The magnetic recording medium of the present invention is useful for all applications such as video tapes, floppy disks, video floppies, audio tapes, memory tapes, etc.
It is especially useful for high-density magnetic recording media for video, 8 mm high-band video, SVHS video, digital video, HDTV (high definition TV, high-definition television), etc., or video tapes for software that is often used repeatedly.

Claims (7)

[Claims] 1. A magnetic recording medium comprising a coating type magnetic layer provided on at least one side of a substrate film, wherein the number of peaks (SPc) of irregularities on the surface of said magnetic layer is 100 or more and a 10-point average roughness. A magnetic recording medium characterized in that SRz is 500 nm or less. 2. A base film having a thickness of 0.005 to 3 containing a thermoplastic resin A and particles as main components on at least one surface layer of the base film.

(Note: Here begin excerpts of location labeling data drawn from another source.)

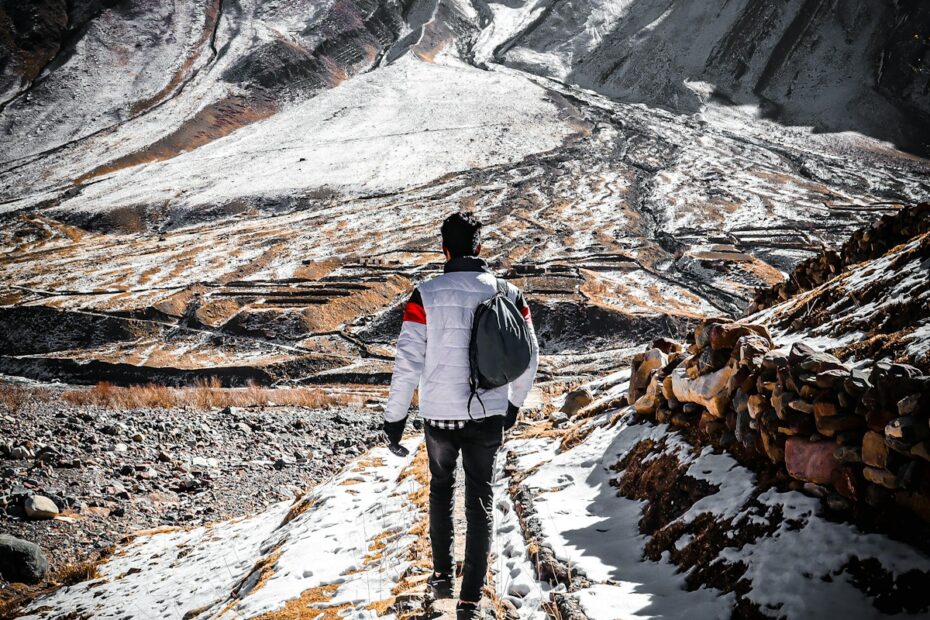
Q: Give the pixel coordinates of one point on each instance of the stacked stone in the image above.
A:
(865, 244)
(847, 434)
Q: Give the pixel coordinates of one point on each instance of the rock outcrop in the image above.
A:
(860, 433)
(21, 561)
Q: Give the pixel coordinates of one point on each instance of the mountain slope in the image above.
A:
(259, 210)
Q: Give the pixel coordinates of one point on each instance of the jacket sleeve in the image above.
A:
(409, 359)
(520, 388)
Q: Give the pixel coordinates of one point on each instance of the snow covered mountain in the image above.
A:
(248, 189)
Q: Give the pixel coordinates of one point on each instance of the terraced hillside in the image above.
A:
(257, 200)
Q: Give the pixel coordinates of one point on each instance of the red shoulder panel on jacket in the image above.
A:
(414, 313)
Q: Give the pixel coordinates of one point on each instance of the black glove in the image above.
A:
(511, 418)
(394, 432)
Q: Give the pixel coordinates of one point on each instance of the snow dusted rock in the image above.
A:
(40, 507)
(643, 366)
(21, 560)
(709, 391)
(726, 335)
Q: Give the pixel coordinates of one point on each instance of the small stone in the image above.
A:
(857, 383)
(874, 450)
(829, 379)
(878, 419)
(838, 503)
(21, 561)
(825, 408)
(830, 425)
(909, 404)
(908, 429)
(757, 405)
(801, 405)
(40, 507)
(576, 400)
(881, 477)
(848, 454)
(21, 453)
(815, 490)
(922, 450)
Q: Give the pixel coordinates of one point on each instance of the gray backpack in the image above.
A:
(500, 348)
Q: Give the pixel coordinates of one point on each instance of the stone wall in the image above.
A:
(855, 437)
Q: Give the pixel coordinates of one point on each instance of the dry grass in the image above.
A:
(300, 608)
(205, 395)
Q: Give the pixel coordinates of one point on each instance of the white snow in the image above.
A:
(217, 568)
(387, 130)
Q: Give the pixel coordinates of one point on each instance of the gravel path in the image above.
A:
(115, 472)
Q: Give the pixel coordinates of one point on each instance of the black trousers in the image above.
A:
(478, 443)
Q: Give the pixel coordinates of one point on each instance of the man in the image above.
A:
(432, 353)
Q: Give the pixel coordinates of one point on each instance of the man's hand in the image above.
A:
(511, 418)
(393, 433)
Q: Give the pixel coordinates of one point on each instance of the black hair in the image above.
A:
(461, 234)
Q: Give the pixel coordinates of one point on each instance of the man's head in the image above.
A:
(461, 235)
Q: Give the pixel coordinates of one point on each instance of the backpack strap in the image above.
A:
(502, 287)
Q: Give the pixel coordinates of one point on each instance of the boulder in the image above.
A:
(811, 461)
(831, 425)
(874, 450)
(21, 561)
(666, 345)
(751, 350)
(908, 430)
(881, 477)
(775, 359)
(576, 400)
(847, 482)
(40, 507)
(726, 335)
(708, 391)
(652, 360)
(703, 330)
(774, 447)
(830, 379)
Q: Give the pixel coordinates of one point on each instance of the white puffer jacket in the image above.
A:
(432, 350)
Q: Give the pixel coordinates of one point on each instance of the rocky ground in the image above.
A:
(111, 473)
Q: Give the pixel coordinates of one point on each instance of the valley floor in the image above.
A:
(583, 528)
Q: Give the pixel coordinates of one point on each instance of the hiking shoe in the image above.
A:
(441, 585)
(468, 611)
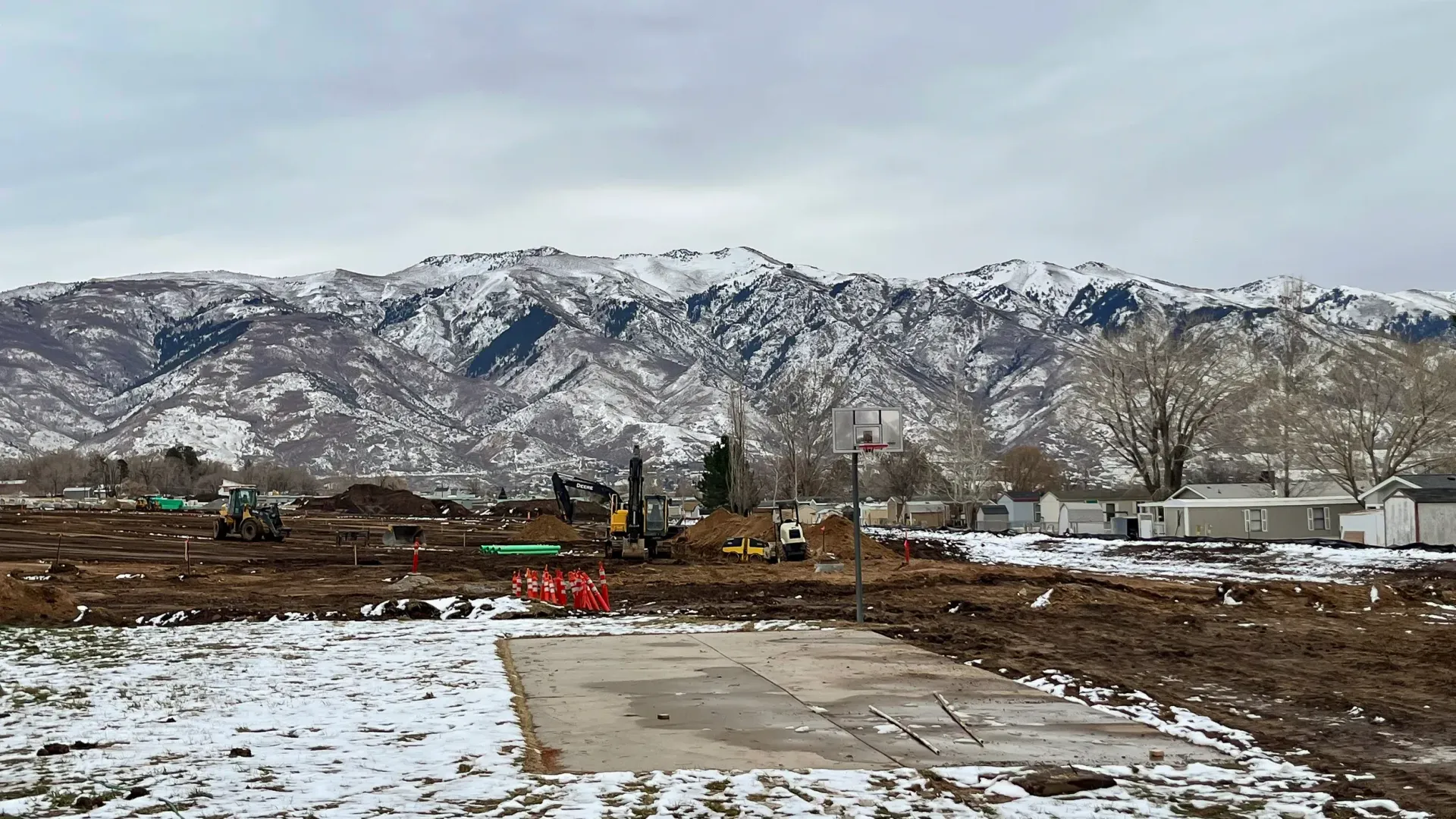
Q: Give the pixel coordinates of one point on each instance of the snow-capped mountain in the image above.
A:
(519, 363)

A biaxially oriented thermoplastic resin film having a film layer A of μm, wherein the average particle size of the particles contained in the film layer A is 0.1 to 10 times the thickness of the film layer A, and the content of the particles is The magnetic recording medium according to claim 1, wherein the content is 1 to 30% by weight. 3. The base film is a biaxially oriented thermoplastic resin film, the average height of surface protrusions on at least one side of the film is 1/4 or more of the average particle size of the particles in the film, and the number of protrusions. ^2. The magnetic recording medium according to claim 1, wherein the number is 10,000 / mm ² or more. 4. The base film is a biaxially oriented thermoplastic resin film, and the number of protrusions having a height not more than 1/3 of the average particle size of the particles in the film on at least one surface of the film is the total number of protrusions. 70% or less, Claim (1) characterized by the above-mentioned.
The magnetic recording medium described. 5. The magnetic material according to claim 1, wherein the base film is a biaxially oriented thermoplastic resin film, and the relative standard deviation of the surface projection height distribution on at least one surface is 0.6 or less. recoding media. 6. The substrate film is a biaxially oriented thermoplastic resin film, and the F5 value in the longitudinal direction thereof is 15 kg / mm ² or more, (1) to (5). Magnetic recording medium. 7. The magnetic recording medium according to claim 1, wherein the magnetic layer is a metal coating type.